Snapshots form a singly-linked chain (each snapshot points to its parent), supporting garbage collection of old snapshots while preserving chain integrity for the most recent N snapshots.
Index ¶
- Constants
- func ContextPackRoot(taskNormalized string, snapshotRoot types.Hash, selectedNodes []types.Hash) types.Hash
- func DiffMerkle(oldTree, newTree *MerkleTree) (added, removed []types.Hash)
- func ExtractPackagePath(qualifiedName string) (string, error)
- func SortHashes(hashes []types.Hash)
- func VerifyAbsenceProof(proof *AbsenceProof) bool
- func VerifyProof(proof *MerkleProof) bool
- type AbsenceProof
- type ChangeClass
- type ChangeClassification
- type DiffOptions
- type EdgeInput
- type GCStats
- type HierarchicalDiff
- type HierarchicalTree
- type MerkleProof
- type MerkleTree
- type ProofStep
- type SnapshotManager
- func (sm *SnapshotManager) CollectEdgeInputs(ctx context.Context, repoHash types.Hash) ([]EdgeInput, int, error)
- func (sm *SnapshotManager) ComputeSnapshot(ctx context.Context, repoHash types.Hash, commitHash string) (*types.Snapshot, error)
- func (sm *SnapshotManager) Diff(ctx context.Context, oldHash, newHash types.Hash) (*types.DiffResult, error)
- func (sm *SnapshotManager) GarbageCollect(ctx context.Context, repoHash types.Hash, keepCount int) (removed int, err error)
- func (sm *SnapshotManager) GarbageCollectFull(ctx context.Context, repoHash types.Hash, keepCount int) (GCStats, error)
- func (sm *SnapshotManager) LastHierarchicalTree() *HierarchicalTree
- func (sm *SnapshotManager) Verify(ctx context.Context, repoHash types.Hash, rosterDBPaths []string, ...) ([]VerifyError, error)
- type VerifyError
Constants ¶
const ( ClassCrossRepo = "cross_repo" ClassStdlib = "stdlib" ClassTrulyDangling = "truly_dangling" )

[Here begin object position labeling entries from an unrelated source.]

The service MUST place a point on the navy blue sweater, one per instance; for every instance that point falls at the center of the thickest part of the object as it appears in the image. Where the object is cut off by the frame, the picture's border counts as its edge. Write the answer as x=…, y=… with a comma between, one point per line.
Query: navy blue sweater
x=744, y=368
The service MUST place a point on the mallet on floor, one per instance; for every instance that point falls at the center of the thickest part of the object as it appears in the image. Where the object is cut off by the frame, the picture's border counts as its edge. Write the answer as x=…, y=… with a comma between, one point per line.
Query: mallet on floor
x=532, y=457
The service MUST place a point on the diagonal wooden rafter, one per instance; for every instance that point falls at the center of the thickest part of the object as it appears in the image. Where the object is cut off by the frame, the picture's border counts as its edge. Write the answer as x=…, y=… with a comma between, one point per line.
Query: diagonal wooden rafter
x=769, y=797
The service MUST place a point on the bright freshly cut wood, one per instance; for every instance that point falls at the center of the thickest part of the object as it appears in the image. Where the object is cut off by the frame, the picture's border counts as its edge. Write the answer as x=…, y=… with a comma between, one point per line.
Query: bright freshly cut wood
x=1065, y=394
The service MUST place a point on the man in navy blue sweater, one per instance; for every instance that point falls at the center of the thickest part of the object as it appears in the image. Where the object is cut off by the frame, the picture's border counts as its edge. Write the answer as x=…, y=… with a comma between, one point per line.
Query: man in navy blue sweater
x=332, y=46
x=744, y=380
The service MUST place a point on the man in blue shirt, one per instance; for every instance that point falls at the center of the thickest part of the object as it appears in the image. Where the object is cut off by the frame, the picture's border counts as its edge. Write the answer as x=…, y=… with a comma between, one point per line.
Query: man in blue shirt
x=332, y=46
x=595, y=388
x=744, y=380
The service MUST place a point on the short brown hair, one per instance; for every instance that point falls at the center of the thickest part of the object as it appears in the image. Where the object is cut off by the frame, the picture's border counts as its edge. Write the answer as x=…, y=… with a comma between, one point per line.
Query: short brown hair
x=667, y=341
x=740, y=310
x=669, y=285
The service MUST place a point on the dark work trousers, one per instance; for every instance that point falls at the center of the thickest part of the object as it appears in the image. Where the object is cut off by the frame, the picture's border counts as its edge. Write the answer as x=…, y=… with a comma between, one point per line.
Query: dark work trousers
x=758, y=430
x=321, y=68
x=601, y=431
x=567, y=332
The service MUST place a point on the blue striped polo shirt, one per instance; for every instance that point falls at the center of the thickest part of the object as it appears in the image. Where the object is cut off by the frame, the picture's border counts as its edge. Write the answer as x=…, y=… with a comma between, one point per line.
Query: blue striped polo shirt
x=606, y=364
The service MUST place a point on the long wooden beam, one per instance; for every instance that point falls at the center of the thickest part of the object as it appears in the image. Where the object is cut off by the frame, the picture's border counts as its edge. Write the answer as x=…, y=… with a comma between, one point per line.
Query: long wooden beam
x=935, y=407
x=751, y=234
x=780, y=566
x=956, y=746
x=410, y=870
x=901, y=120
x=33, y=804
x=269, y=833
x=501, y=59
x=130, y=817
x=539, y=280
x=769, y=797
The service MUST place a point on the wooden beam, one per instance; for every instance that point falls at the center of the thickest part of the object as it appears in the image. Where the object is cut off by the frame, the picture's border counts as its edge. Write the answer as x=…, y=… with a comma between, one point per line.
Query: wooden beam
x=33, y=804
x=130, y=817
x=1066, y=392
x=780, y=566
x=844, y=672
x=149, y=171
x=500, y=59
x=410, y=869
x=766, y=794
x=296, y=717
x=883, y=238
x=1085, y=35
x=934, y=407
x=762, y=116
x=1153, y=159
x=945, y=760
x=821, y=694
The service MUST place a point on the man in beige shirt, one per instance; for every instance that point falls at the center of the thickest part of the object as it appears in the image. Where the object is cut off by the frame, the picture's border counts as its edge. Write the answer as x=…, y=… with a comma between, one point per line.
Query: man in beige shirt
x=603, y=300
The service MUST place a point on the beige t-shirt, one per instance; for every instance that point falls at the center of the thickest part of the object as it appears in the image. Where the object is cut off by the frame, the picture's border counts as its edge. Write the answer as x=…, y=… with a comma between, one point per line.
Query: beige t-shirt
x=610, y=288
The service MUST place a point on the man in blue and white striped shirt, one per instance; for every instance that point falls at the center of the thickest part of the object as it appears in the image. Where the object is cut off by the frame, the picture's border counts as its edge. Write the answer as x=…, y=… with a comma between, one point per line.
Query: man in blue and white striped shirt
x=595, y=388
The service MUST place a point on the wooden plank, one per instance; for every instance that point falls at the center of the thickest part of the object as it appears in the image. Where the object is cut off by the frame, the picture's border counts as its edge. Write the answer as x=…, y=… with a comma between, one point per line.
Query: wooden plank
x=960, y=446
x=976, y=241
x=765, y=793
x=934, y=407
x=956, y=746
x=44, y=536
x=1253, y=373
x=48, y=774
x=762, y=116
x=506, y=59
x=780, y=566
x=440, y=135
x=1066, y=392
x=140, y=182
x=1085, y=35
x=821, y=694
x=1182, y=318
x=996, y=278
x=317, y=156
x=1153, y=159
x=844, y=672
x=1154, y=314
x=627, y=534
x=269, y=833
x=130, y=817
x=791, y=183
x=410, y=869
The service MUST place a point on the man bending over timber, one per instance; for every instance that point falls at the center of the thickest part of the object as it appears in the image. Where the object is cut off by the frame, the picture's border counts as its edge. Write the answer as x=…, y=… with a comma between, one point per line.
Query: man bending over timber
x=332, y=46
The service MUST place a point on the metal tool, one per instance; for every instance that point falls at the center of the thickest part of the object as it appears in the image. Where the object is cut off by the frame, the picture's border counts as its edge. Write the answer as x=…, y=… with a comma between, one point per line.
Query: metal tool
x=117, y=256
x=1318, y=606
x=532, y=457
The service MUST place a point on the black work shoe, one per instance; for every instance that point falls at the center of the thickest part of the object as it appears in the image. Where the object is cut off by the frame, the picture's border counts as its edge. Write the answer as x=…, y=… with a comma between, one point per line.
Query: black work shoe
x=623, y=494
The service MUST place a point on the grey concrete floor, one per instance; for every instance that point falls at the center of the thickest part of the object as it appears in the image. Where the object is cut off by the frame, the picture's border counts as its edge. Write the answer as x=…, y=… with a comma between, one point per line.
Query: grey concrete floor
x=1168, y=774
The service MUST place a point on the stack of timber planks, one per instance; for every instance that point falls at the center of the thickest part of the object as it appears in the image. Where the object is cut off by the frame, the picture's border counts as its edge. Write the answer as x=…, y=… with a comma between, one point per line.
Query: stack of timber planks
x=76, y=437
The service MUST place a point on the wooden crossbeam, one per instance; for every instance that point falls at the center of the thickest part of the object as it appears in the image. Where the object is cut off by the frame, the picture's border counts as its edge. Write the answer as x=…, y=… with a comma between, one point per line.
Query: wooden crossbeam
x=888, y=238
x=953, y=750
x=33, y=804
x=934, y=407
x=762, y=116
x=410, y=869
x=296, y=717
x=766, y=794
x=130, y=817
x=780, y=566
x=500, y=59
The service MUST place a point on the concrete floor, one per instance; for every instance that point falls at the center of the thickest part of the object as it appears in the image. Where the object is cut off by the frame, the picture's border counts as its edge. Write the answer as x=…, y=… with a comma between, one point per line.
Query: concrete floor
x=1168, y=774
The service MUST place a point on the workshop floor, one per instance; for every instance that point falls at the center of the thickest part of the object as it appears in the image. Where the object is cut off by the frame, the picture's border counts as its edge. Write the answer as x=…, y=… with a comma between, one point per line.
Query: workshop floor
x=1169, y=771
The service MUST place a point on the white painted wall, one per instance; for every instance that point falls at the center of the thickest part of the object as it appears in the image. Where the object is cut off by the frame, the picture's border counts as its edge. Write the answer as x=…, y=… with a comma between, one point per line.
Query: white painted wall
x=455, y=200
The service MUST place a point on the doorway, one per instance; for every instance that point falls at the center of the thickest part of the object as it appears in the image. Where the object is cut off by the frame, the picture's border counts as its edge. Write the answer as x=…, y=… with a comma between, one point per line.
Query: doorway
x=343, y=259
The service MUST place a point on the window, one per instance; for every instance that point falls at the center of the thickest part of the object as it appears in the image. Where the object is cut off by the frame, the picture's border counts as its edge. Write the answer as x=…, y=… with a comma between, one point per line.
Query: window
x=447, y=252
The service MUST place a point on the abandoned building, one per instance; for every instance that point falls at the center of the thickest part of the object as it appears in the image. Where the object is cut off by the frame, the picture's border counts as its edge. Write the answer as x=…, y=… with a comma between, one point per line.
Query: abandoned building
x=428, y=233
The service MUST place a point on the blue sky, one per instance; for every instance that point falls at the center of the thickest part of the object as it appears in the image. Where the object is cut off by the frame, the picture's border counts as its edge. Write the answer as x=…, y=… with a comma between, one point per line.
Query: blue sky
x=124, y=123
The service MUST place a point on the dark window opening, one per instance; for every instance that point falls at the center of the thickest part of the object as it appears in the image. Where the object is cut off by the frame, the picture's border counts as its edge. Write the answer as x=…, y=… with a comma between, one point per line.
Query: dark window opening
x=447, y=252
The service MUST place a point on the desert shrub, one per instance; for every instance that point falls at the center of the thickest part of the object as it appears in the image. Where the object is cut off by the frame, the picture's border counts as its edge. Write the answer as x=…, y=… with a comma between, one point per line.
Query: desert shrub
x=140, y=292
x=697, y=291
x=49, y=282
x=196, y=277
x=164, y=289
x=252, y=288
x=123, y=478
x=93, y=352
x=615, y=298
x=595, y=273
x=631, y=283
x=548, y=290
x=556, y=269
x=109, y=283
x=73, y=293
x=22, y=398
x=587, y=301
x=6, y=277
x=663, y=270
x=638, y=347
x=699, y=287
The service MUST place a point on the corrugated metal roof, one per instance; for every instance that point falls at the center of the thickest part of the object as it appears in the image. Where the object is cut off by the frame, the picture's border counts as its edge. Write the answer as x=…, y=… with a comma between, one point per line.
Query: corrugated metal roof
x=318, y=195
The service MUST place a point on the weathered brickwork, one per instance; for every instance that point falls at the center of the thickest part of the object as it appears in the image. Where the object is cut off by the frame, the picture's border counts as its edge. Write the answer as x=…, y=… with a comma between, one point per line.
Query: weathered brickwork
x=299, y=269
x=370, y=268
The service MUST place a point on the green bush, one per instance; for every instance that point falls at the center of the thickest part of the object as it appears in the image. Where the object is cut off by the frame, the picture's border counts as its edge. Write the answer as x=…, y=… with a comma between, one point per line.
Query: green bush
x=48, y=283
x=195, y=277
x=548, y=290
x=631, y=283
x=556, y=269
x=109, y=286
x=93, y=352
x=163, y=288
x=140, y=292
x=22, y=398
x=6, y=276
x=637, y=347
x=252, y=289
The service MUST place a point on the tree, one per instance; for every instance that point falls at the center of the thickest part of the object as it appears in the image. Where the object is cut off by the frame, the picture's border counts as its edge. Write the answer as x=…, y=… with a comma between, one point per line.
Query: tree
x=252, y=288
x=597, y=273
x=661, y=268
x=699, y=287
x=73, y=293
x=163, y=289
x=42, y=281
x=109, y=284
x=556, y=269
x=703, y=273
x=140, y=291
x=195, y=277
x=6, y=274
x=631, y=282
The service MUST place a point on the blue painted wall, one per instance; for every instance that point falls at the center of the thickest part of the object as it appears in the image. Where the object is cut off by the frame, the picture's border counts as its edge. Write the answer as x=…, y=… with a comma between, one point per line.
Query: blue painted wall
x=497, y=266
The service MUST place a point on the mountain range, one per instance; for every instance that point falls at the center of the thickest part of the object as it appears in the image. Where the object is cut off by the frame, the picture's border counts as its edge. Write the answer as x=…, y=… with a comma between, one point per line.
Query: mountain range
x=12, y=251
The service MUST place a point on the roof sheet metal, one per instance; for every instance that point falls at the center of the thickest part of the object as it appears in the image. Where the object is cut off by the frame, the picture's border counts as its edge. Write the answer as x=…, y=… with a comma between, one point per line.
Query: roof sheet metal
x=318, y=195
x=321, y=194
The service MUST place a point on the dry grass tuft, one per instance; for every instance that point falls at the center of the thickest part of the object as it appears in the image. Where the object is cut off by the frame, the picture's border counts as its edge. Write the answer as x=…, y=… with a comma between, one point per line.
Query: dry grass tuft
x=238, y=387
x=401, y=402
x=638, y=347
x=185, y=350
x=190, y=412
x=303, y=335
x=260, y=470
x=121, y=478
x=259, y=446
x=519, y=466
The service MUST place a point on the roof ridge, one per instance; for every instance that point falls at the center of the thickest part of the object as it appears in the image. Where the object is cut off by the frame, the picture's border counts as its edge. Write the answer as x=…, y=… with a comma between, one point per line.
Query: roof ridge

DanglingClassification describes why an edge target is missing from the local database. Only "truly_dangling" indicates potential corruption.
Variables ¶
This section is empty.
Functions ¶
func ContextPackRoot ¶ added in v0.3.0
func ContextPackRoot(taskNormalized string, snapshotRoot types.Hash, selectedNodes []types.Hash) types.Hash
ContextPackRoot computes a content-addressed key for a context pack: the combination of a task identifier, the snapshot state, and the selected symbols. Two identical queries against the same graph state produce the same root, enabling deduplication and caching.
func DiffMerkle ¶
func DiffMerkle(oldTree, newTree *MerkleTree) (added, removed []types.Hash)
DiffMerkle returns the leaf hashes that differ between two Merkle trees. Added are hashes present in newTree but not oldTree. Removed are hashes present in oldTree but not newTree.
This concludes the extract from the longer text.